Covino and his real-life best pal Kyle Marvin wrote the film, and play longtime best friends Mike and Kyle, who we meet while on a long bike ride in the French countryside. Kyle is enthusiastic about his upcoming marriage to Ava (Judith Godrèche), but in the middle of the ride, Mike delivers some bad news: Mike slept with Ava. It was before Kyle and Ava started dating, Mike says — but then he adds “it also happened in the present.”
Kyle, struggling to catch up to Mike on his bike, yells, “if I catch you, I’m going to kill you!” Mike replies, “I know. That’s why I waited for the hill.” Kyle tells Mike he won’t be Kyle’s best man — even though Mike has already written his speech.
The entire bike ride, and the fight with a motorist that follows, is all captured in one fluid take — a real one, not a phony “1917” job. Covino and cinematographer Zach Kuperstein do this neat trick over and over again throughout the film, each long segment carefully choreographed to take in all the action but feeling spontaneous and improvised.
One scene takes place in a hospital. Another is at a funeral. Still another is at a Christmas party with Kyle’s parents (Talia Balsam and George Wendt), where we meet Marissa, a high-school flame who re-entered Kyle’s life after his relationship with Ava fell apart.
Each time, Mike is there, simultaneously maintaining his friendship and sabotaging Kyle’s life. It’s not that Mike is intentionally cruel or spiteful. It’s just that he’s so screwed up, so full of self-loathing, that his internalized toxicity spreads to everyone else — and since Kyle is his best friend, Kyle gets the strongest dose of that poisonous attitude.

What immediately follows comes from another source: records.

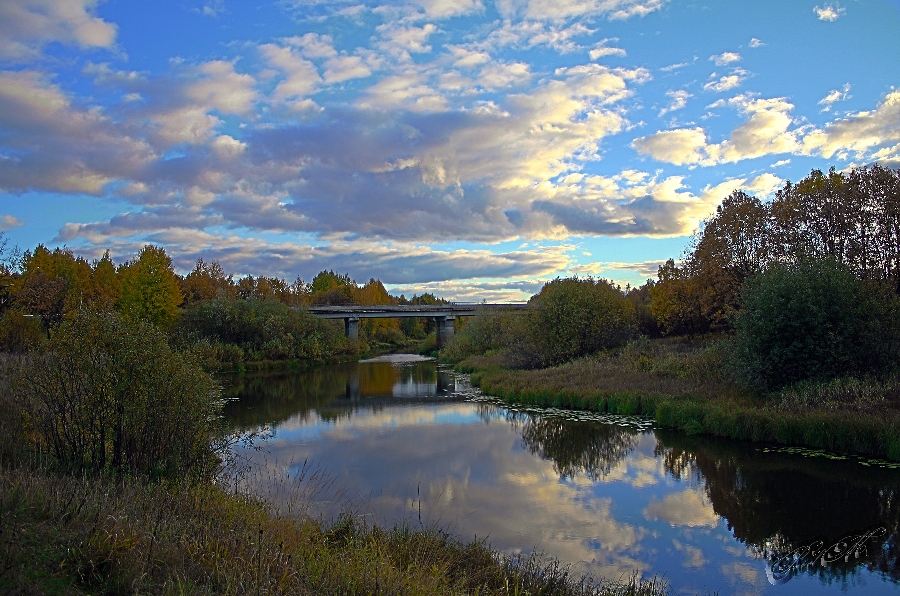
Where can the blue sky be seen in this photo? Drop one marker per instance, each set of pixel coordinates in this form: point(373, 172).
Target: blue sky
point(472, 148)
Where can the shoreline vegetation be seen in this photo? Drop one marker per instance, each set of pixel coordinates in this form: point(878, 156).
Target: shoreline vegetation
point(673, 383)
point(780, 324)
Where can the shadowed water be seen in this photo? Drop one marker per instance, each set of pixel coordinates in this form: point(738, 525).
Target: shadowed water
point(401, 440)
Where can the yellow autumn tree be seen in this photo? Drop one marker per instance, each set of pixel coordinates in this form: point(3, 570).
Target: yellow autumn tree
point(150, 289)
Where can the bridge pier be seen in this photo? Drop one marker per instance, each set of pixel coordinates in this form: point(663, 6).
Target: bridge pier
point(443, 327)
point(351, 328)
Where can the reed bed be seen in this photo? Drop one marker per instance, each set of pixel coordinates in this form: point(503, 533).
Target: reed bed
point(685, 385)
point(67, 535)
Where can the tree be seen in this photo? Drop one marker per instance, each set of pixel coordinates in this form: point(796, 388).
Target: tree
point(205, 282)
point(109, 394)
point(814, 320)
point(574, 317)
point(104, 287)
point(150, 289)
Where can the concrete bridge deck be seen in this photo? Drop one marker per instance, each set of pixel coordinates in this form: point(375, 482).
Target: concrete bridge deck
point(443, 314)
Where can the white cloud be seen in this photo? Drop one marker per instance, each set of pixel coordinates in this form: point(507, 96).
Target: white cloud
point(834, 96)
point(408, 91)
point(688, 508)
point(766, 131)
point(562, 10)
point(26, 26)
point(344, 68)
point(53, 145)
point(499, 75)
point(601, 49)
point(449, 8)
point(726, 82)
point(725, 58)
point(300, 77)
point(829, 12)
point(401, 39)
point(858, 133)
point(8, 222)
point(678, 100)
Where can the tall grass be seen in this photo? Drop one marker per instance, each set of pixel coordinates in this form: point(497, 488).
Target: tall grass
point(71, 535)
point(680, 385)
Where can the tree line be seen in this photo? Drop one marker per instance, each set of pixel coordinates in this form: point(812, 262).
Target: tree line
point(228, 320)
point(805, 287)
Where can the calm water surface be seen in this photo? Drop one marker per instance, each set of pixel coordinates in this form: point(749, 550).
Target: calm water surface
point(403, 440)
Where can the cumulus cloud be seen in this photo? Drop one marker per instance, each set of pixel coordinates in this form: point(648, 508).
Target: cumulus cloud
point(687, 508)
point(829, 12)
point(602, 49)
point(26, 26)
point(57, 145)
point(677, 101)
point(834, 96)
point(8, 222)
point(727, 82)
point(642, 206)
point(449, 8)
point(859, 132)
point(725, 58)
point(766, 131)
point(550, 10)
point(300, 76)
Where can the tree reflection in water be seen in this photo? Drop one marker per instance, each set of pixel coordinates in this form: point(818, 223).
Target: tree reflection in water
point(575, 446)
point(777, 503)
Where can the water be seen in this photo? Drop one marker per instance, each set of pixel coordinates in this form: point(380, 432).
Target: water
point(400, 440)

Covino and Marvin — who co-wrote this comedy, adapting their short film of the same name — display a flip, easygoing chemistry of two guys who have known each other for ages, and their back-and-forth banter produces laughs in the most mundane of exchanges. Adding a tart counterpoint to the pair is Rankin, who brings out the best, by which I mean the worst, out of both guys.
“The Climb” is one of those comedies that so feels so effortless, like a natural progression of events, that it’s easy to overlook how much intelligence and craft that went into it. Covino and Marvin demonstrate that they could be the next great movie comedy team, if they’re willing to keep climbing.